By accepting a friend’s challenge to write a program to count words of a text, I think I found a bug here.
If you may, please submit this program and check if you will have the same writes as I had.
Sorry for the bad/unalligned code. It was written fast.

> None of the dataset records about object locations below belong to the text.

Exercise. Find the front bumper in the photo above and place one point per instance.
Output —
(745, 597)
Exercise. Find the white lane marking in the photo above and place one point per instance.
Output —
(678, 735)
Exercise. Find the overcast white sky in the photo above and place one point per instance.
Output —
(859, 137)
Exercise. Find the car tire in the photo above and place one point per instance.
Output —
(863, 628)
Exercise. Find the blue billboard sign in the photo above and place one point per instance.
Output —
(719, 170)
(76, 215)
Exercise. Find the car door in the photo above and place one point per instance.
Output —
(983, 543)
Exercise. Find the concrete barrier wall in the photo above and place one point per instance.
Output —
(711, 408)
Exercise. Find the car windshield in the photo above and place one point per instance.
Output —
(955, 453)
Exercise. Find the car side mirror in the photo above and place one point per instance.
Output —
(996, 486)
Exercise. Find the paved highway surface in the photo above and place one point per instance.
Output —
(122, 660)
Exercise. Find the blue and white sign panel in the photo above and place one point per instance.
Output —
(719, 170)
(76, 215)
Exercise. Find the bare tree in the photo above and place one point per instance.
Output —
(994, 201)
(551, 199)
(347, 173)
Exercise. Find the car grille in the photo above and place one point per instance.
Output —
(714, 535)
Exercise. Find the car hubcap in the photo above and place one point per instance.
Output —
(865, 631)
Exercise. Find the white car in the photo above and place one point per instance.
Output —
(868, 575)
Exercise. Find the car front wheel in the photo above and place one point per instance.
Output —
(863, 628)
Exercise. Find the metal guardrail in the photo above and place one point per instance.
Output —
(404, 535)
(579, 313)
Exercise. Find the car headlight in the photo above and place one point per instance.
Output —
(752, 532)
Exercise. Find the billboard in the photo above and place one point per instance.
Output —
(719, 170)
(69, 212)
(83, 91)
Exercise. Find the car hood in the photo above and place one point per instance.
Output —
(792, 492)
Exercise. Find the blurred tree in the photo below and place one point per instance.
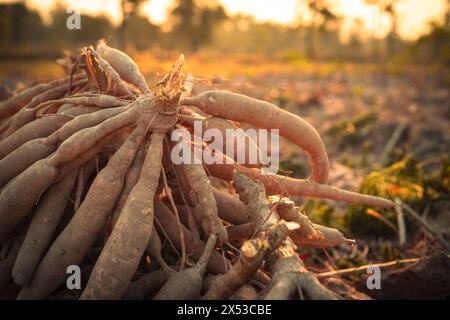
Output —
(130, 9)
(19, 25)
(322, 18)
(92, 29)
(389, 7)
(193, 23)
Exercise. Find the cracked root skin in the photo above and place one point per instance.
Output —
(105, 115)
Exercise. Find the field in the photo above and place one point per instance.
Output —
(386, 128)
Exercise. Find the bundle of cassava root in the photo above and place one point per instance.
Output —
(87, 180)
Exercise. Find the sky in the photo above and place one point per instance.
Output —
(414, 15)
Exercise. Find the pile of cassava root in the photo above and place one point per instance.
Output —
(87, 180)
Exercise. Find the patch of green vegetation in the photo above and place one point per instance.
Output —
(405, 180)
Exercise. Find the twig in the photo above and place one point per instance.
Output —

If this is not a bug and I’m being stupid, please tell me this. I promise I won’t be mad
DEFINE DATA
LOCAL
1 PL (A15/10000)
1 CPL (N5/10000)
*
1 TRY (A15)
1 ARQ
2 LINHA (A250)
*
1 X (N5)
1 QUEBRA (A1/10) INIT<' ',',','.',':',';','!','?','/','(',')'>
1 QBR (A1)
1 I (N5)
1 IX (N5)
1 #I (N5)
1 #POSI (N5)
1 #POSF (N5)
1 #POSQ (N5)
1 #POS (N5)
1 #LRES (A250)
1 #CLIN (N5)
END-DEFINE
X := 1
**READ WORK FILE 1 ARQ
LINHA :=
'O CONTROLE POPULACIONAL é FREQUENTEMENTE UM MODO DE MUDAR DE ASSUNTO,'
-'SE VOCê OLHA OS NúMEROS, O MAIOR CRESCIMENTO POPULACIONAL E AS TAXAS'
-' SE VOCê OLHA OS NúMEROS, O MAIOR CRESCIMENTO POPULACIONAL.'
-' POPULACIONAL TENTANDO CONTAR O VALOR DOS NúMEROS. '
REPEAT
RESET #POSI #POSQ #POSF
FOR I 1 10
MOVE QUEBRA(I) TO QBR
EXAMINE LINHA FOR QBR GIVING POSITION #POSQ
IF (#POSQ LT #POSI AND #POSQ NE 0) OR #POSI = 0
MOVE #POSQ TO #POSI
END-IF
END-FOR
IF #POSI GT 1
#POSF := #POSI - 1
ELSE
#POSF := 1
END-IF
RESET TRY
MOVE SUBSTRING (LINHA,1,#POSF) TO TRY
IF TRY EQ QUEBRA(*)
IGNORE
ELSE
RESET IX
EXAMINE FULL PL(1:X) FOR TRY GIVING INDEX IX
IF IX NE 0 AND TRY NE PL(IX) /* BUG HERE. Examine is locating different words and assuming they're the same.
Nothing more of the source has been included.